# curiosity..



## PeanutsMommy (Sep 21, 2008)

i know the topic has been beat to death but i am talking to my husband about gotti and razors edge after looking on kijiji. why are those 2 lines so freaking common? more over anything else..on 31 pages the only pit bulls are am bullies not one apbt and they are all claiming gotti or RE..i just dont get it and neither did my husband. just wondering how these lines are so huge and other lines are more confined.


----------



## FloorCandy (Feb 19, 2009)

My guess would be that the shelters put down the game dogs because of their DA. Since bullies often show more tolerance to other animals, they probably last longer in the shelters. Very sad.


----------



## dan'sgrizz (Oct 22, 2008)

I think most BYB choice of dog is either Gotti or Razors Edge because many of the dogs have overly massive traits, which they like to see in a "big bad pitbull". Since SO many BYB's dont have very good ethics or breeding standards they overly breed there dogs and produce more puppies than they can sell. They jsut so happen to flood the internet with "RARE BLUE PIT BULL". its so annoying.


----------



## vdubbinya (Oct 8, 2008)

finding a rare blue pitbull is as hard as finding a rare blue chihuhua lol.


----------



## FloorCandy (Feb 19, 2009)

What!!!??? You've seen a rare blue chihuahua???? Where? I hear they were developed in a secret underground laboratory, and they feed them diamond dust in their puppy food...


----------



## American_Pit13 (Apr 23, 2007)

Gotti and RE are both very common names easy for byb breeders to push off. The line its self is a selling tool to uneducated people. They just want what everyone else has.


----------



## PeanutsMommy (Sep 21, 2008)

dan'sgrizz said:


> I think most BYB choice of dog is either Gotti or Razors Edge because many of the dogs have overly massive traits, which they like to see in a "big bad pitbull". Since SO many BYB's dont have very good ethics or breeding standards they overly breed there dogs and produce more puppies than they can sell. They jsut so happen to flood the internet with "RARE BLUE PIT BULL". its so annoying.


that is excatly what we were talking about..some of the ones listed were ADBA registered and had the names of the sire and dam...but no one dog was not blue. i just dont get how those are the only 2 lines that are being used..what does that do to the bloodline years down the road?

we are not looking to get another dog just looking at the pet ads..was bored and we started talking about that..just wanted everyones opinion on the subject.


----------



## dan'sgrizz (Oct 22, 2008)

I think we are "years down the road" right now. I cant see Gotti or Razors Edge getting any sorrier than it is right now. There are so many scatterbred, inbred, incorrectly bred dogs in those 2 bloodlines out there.
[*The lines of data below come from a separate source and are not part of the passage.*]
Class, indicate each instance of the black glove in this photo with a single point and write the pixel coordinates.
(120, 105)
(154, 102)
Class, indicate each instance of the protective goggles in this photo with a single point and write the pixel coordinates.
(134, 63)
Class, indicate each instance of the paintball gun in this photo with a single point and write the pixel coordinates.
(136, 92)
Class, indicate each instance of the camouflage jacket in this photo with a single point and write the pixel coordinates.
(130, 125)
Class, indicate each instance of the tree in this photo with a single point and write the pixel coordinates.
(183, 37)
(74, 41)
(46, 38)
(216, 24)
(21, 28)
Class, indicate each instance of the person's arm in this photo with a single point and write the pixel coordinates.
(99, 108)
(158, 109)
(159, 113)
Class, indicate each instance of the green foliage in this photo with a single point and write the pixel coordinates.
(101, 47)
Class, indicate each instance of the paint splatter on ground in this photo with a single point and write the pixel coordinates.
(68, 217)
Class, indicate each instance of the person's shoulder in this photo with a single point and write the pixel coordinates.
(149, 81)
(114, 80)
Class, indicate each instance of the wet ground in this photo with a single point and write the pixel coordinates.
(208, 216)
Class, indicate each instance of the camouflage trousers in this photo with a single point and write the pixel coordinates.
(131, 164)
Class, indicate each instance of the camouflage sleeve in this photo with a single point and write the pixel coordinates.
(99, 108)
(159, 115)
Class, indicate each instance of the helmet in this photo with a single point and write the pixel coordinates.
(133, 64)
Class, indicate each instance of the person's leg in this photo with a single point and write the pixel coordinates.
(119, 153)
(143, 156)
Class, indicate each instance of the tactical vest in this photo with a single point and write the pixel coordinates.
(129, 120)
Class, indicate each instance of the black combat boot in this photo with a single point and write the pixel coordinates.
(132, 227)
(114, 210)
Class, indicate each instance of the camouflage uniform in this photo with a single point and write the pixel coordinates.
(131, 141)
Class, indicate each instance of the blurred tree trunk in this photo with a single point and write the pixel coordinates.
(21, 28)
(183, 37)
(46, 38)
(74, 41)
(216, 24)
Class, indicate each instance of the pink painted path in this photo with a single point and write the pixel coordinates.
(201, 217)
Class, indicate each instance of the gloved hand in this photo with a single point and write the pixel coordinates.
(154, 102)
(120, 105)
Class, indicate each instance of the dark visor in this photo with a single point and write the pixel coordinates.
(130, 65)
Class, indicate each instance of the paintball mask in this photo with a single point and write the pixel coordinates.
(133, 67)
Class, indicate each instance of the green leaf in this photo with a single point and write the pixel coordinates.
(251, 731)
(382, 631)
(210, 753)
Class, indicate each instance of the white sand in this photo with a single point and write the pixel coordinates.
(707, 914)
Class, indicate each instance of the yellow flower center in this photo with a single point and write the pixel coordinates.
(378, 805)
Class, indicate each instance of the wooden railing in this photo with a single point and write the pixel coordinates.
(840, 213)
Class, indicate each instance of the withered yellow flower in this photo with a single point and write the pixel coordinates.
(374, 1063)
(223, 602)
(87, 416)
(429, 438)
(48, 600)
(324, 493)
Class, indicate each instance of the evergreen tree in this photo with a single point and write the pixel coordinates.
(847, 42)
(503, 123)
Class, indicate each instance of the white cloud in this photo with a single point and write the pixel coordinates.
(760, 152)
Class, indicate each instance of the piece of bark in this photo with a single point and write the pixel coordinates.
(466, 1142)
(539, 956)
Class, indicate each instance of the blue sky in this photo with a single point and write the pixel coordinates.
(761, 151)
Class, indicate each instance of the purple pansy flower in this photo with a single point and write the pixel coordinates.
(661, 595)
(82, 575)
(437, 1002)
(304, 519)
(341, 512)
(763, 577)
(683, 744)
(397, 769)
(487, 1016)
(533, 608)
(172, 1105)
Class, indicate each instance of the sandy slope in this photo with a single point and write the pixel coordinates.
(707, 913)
I really cant see it getting anyworse personally.


----------



## PeanutsMommy (Sep 21, 2008)

you know they are apparently so popular right now though i think it can get worse...we going to see dogs with out paws and whatnot or heads so big they need wagons to walk? sorry dont mean to sound rude i was just exaggerating my point..


----------



## American_Pit13 (Apr 23, 2007)

They are only popular to uneducated people or people wanting bullies. Very very very few of these breeders have anything of quality. People see a common name and a high price and think the dogs must be bad ass and worth that. We have some good examples of RE on this forum of what this line can produce if properly bred. But you don't see the lines used property or bred for purpose very often.

Dumae %50 RE
















Kamakazi %50 RE









These 2 are very good examples of the fact that Bloodlines arn't what matters its where the breeders are taking the bloodline.

One way to see it is these names pop out and appeal to people that don't know any better. Same as OFRN and Jeep ect appeal to game dog people, due to bloodline name and its well know. Larum, Nevada attract show people. For some reason Gotti and RE attract uneducated people and bybs.


----------



## dan'sgrizz (Oct 22, 2008)

Funny you say that no paws comment michelle. Richard Stratton writes about seeing an hsus add against dogfighting they claim fighters cut off there dogs paws in order for them to get a lower bite. This idea is as rediculous as a football player cutting off his feet to get a better block. No less than one week later he saw a dog being walked with little leather caps on his pawless front legs....


----------



## porter314 (Mar 22, 2009)

re and gotti are hyped up as the ultimate pit and most people who don't know nothing about dogs much less pitbulls all they here about is re gotti dogs so they think thats best and don't know any better education is the answer trying to let people know the difference


----------



## smokey_joe (Oct 14, 2005)

FloorCandy said:


> What!!!??? You've seen a rare blue chihuahua???? Where? I hear they were developed in a secret underground laboratory, and they feed them diamond dust in their puppy food...


I think what he meant was blue pits are not rare, so finding a "rare blue pitbull" is dang near impossible.


----------



## FloorCandy (Feb 19, 2009)

smokey_joe said:


> I think what he meant was blue pits are not rare, so finding a "rare blue pitbull" is dang near impossible.


LOL I know, I meant that comment to be humorous on several levels.


----------



## smokey_joe (Oct 14, 2005)

:goodpost:


FloorCandy said:


> LOL I know, I meant that comment to be humorous on several levels.


Oh, I get it. :hammer:

Sorry, I'm sleepy.


----------



## vdubbinya (Oct 8, 2008)

lmao, yes, very hilarious.  but back on topic.....r.e./gotti dogs CAN throw out some nice/proper dogs. It's according to who is breeding, if they know what their doing or not. the lines have taken off in so many different ways. i dont think that this is what dave wilson intended......i think this is the work of byb's to the fullest. bullies can be overdone. this we can all see with our on 2 eyes,,,,,,but if their bred right, for a purpose, you get dogs like american_pit13 and couple of other members on this board. that's just my view on it. pike came from a byb.....but i just got lucky i suppose lol. hope that helps a little....its jmo. shane-pike


----------



## buzhunter (Sep 3, 2007)

Guy I work with breeds Gaff/RE pups by the shitload. Told him he was a liar for calling his big blue dogs "pit bulls". He tells me it's not lying, it's giving the people what they want. They want a big blue dog to call a "pit", he makes it possible and gets an easy $800.00 per pup for byb mutts. People want what they want, I can't disagree.


----------



## PeanutsMommy (Sep 21, 2008)

buzhunter said:


> Guy I work with breeds Gaff/RE pups by the shitload. Told him he was a liar for calling his big blue dogs "pit bulls". He tells me it's not lying, it's giving the people what they want. They want a big blue dog to call a "pit", he makes it possible and gets an easy $800.00 per pup for byb mutts. People want what they want, I can't disagree.


disgusting..he is part of the problem BUT he is right also people dont know any better so they buy the "blue pit" and think its the same thing...hope at least his puppies are healthy..


----------



## vdubbinya (Oct 8, 2008)

actually.....they are pitbulls. pitbull is a generic word. plus, true r.e. dogs are imo, staff/apbt cross. the low rider bullier version has other dogs mixed up in there. and people will argue it to death,,,,but they say an amstaff is a apbt. just my 2 cents...


----------